消費税では、その対価を支払った会社は課税仕入れとなる。甲氏の受け取った対価の額が課税売上になるかどうかは、事業として行われたかどうかによる。事業としてとは、「反復、継続、独立」が要件となるが、甲氏は給与所得者であるので、事業者として認めることが難しいのではないかと思う。

②事例
 甲氏は特許権を会社に譲渡することに代えて、その使用料として毎年50万円を受け取ることとなった。
取扱い
  所得税の取扱いは、その50万円は雑所得となる。
  消費税の取扱いは、支払をしている会社の課税仕入れとなるが、甲氏の受け取ることとなる50万円は課税売上に該当しないと思う。所得税で雑所得として事業性がないものとして課税されるのだから、消費税法でも事業性は認められないのではないか。

③事例
 甲氏の発明については特許権などの法的な権利ではなく、職務上の工夫・考案に該当し通常の職務の範囲内である場合。
取扱い
 所得税では工夫考案の対価として給与所得になる。
 消費税では、課税関係はない。

④事例
 甲氏は経理部に属しているが、工場の生産管理についてのアイデアを提案したところ、コストの削減に結びつき、毎月10万円の報奨金を会社から受けている。
取扱い
 所得税では、職務の範囲外で受ける対価の支払なので雑所得になる。
 消費税では、その対価の支払いは会社にとって課税仕入れとなる。
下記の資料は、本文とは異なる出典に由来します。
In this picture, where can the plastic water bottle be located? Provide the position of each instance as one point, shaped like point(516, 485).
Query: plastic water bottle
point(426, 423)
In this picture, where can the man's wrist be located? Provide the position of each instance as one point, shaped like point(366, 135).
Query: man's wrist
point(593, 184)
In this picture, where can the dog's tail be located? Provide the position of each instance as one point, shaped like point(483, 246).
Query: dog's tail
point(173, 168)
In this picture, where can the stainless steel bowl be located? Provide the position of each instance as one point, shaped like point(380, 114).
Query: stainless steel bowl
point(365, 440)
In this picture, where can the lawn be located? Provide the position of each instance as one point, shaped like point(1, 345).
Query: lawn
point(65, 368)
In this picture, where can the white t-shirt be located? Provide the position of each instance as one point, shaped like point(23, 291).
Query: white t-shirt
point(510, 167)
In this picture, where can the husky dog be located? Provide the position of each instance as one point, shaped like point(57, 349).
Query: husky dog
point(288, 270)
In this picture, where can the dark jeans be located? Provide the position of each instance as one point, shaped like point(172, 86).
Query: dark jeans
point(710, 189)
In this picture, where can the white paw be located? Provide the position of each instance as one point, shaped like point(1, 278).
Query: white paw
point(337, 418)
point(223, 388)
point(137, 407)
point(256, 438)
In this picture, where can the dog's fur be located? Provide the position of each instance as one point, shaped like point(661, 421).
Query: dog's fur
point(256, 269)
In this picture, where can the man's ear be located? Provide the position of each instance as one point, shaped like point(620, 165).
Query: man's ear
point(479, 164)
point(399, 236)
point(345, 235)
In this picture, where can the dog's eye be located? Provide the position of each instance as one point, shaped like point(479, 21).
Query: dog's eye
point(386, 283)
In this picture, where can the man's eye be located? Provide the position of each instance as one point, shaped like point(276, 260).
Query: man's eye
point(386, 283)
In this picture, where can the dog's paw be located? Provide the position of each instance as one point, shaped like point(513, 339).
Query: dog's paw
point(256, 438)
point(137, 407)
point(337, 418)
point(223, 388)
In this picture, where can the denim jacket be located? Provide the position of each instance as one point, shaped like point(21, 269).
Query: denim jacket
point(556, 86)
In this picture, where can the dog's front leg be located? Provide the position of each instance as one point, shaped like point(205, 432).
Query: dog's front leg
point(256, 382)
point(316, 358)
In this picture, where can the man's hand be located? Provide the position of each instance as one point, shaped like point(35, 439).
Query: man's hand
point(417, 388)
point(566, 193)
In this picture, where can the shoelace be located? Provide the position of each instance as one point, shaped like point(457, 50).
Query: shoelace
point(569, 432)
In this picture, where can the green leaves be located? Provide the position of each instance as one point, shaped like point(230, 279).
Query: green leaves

甲氏は事業者ではないので課税関係はない。

⑤事例
  上記④の場合で、甲氏はその報奨金として500万円を一時に受けた。
取扱い
 所得税では一時所得となる。
 消費税の取扱いは、上記④と同じ。

Ⅲ 根拠
[1] 譲渡所得
(1) 意義
   譲渡所得とは資産の譲渡による所得をいう。なお特許権の譲渡は資産の譲渡に該当する。
(2) 金額
  譲渡所得の金額はその年中のその所得に係る総収入金額からその所得の基因となった資産の取得費及びその資産の譲渡に要した費用の額の合計額を控除し、その残額から譲渡所得の特別控除額を控除した金額とする。

[2] 事業所得の範囲
  事業所得とは事業から生ずる所得をいう。
  (注) 事業とは農業、漁業、製造業、小売業、サービス業その他の事業をいう。

[3] 雑所得の範囲
  雑所得とは、事業所得その他の各種所得に該当しない所得をいう。

[4] 給与所得の範囲
  給与所得とは給与等に係る所得をいう。

[5] 課税仕入れの意義
  事業者が事業として他の者から資産を譲り受け、借り受け又は役務の提供(所得税法に規定する給与を対価とする役務提供を除く)を受けることをいい、その他の者が事業としてその資産を譲り渡し、借り受け又は役務提供を下とした場合に課税資産の譲渡等(輸出免税取引を除く)に該当することとなるものをいう。

[6] 課税の対象
(1) 国内取引
  事業者が国内で行った資産の譲渡等には消費税を課する。なお、資産の譲渡等とは事業として対価を得て行われる資産の譲渡貸付け、役務提供をいう。
  また事業としてとは、継続、反復、独立を要件とする。